If you were up before sunrise this past week, you may have seen Jupiter sparkling in the eastern sky. As I was on my way to Petaluma last Thursday, the planet was particularly brilliant in the clear morning darkness, until it set around 5:30 a.m.
Just passed is May 1: Beltane in the Celtic calendar, or the beginning of summer, when cattle were taken to upland pastures for fresh fodder. The Eta Aquarid meteor showers continue, and will peak in the east on the night of May 6. The full moon of May 11 will rise with early-morning minus tides. It’s known as the “flower moon” among the Ojibwe people of the Great Lakes region, denoting the time when the snows begin to melt and flowers bloom.
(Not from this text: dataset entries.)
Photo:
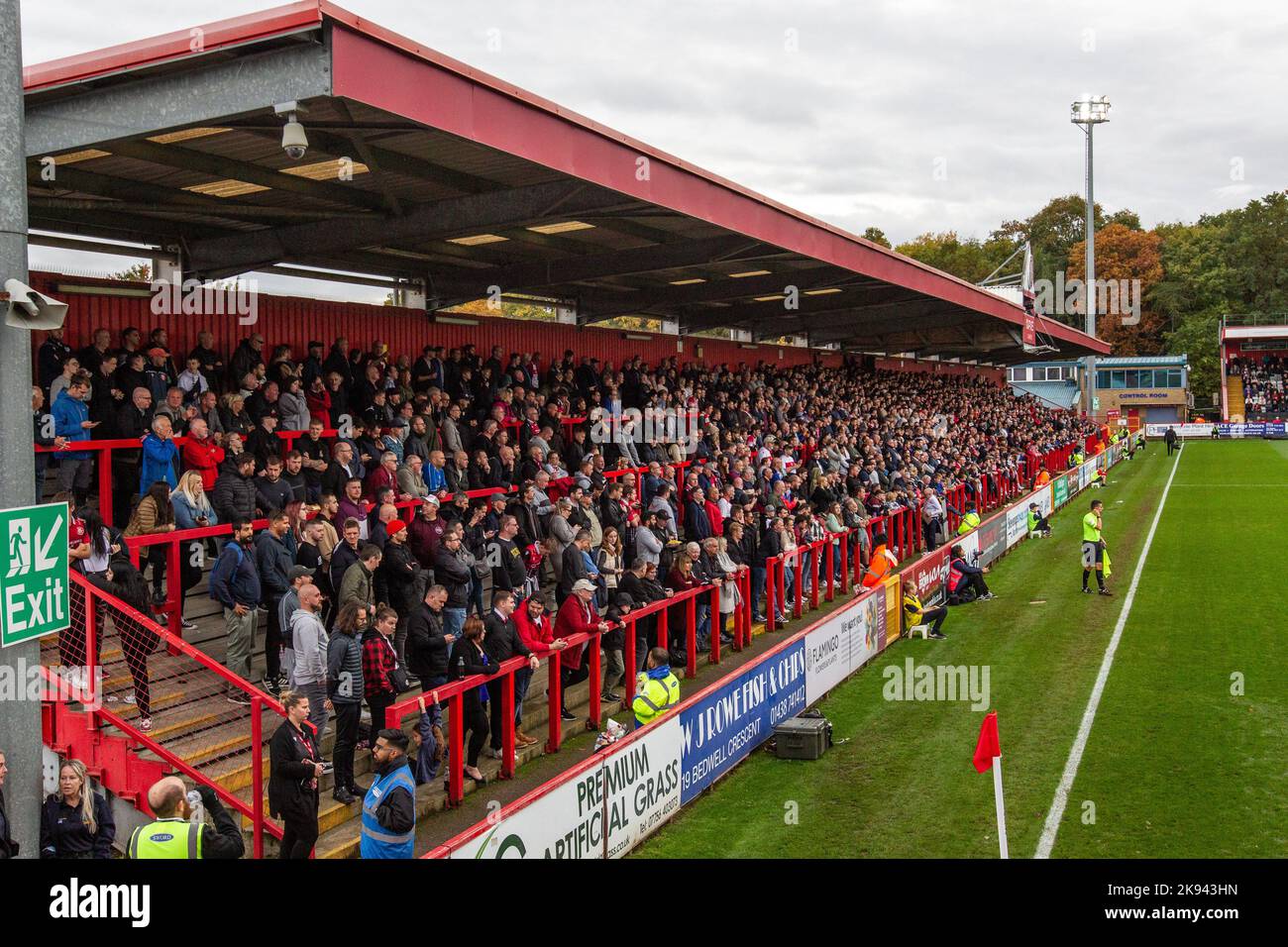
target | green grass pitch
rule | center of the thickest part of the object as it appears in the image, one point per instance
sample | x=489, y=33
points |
x=1188, y=757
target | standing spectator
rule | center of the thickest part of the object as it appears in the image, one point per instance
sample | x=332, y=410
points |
x=137, y=641
x=71, y=421
x=359, y=582
x=292, y=407
x=51, y=356
x=309, y=646
x=468, y=659
x=43, y=434
x=76, y=822
x=380, y=668
x=201, y=454
x=346, y=686
x=235, y=488
x=295, y=768
x=160, y=455
x=454, y=577
x=133, y=423
x=502, y=643
x=8, y=844
x=154, y=515
x=509, y=571
x=274, y=561
x=426, y=657
x=648, y=539
x=389, y=806
x=613, y=642
x=399, y=579
x=71, y=368
x=576, y=616
x=235, y=583
x=610, y=565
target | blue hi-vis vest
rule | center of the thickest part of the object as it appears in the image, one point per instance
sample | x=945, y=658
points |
x=376, y=841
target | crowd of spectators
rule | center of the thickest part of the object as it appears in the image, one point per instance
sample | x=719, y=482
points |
x=361, y=598
x=1263, y=393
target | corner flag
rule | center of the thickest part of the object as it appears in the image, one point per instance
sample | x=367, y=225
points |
x=988, y=753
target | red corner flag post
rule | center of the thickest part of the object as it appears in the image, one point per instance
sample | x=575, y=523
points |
x=988, y=753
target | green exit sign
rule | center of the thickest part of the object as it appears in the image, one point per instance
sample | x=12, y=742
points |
x=34, y=583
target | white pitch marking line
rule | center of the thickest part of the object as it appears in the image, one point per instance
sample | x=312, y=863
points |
x=1070, y=768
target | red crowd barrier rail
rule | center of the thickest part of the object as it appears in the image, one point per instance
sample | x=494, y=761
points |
x=451, y=694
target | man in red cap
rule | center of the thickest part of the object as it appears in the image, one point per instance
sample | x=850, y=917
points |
x=398, y=581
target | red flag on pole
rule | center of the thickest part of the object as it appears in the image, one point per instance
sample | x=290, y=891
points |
x=987, y=748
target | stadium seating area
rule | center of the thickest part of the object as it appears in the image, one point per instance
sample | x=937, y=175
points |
x=1262, y=385
x=380, y=476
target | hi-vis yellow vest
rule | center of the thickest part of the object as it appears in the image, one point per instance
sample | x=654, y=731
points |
x=912, y=608
x=166, y=838
x=655, y=697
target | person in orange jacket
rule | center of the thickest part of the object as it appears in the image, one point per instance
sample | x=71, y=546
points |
x=883, y=561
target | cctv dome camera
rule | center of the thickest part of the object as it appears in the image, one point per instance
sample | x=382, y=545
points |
x=295, y=144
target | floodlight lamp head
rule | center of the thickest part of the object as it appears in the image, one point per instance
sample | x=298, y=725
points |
x=1090, y=110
If you take a walk through Olema marsh, look out among the swaying cattails and tule grasses for splashes of bright red among the greenery: they might be male red-winged blackbirds. The birds’ shoulder patches of red feathers repel other males from breeding territories, and attract future mates. Typically, the males return before females to the coastal marshes from warmer inland and southern areas. The plain, blackish-brown females choose a mate and his territory in a ratio of one to three females per male. She builds a nest while her competitive mate drives off other males from their homeland. (They communicate with a lovely flute-like whistle!) In the fall, the birds depart for separate male and female winter colonies.
A singular splashy-yellow native shrub is flowering along Sir Francis Drake, across from the old Shafter place as you head toward Inverness. For a closer look at flannel bush, or California slippery elm (Fremontia californica), visit the native plant garden at Kule Loklo in the national seashore. Its bark was brewed for throat irritations by Coast Miwok. In much greater profusion are the huge stalks of cow parsnip opening up; I always think they look like cauliflowers on a six-foot stem!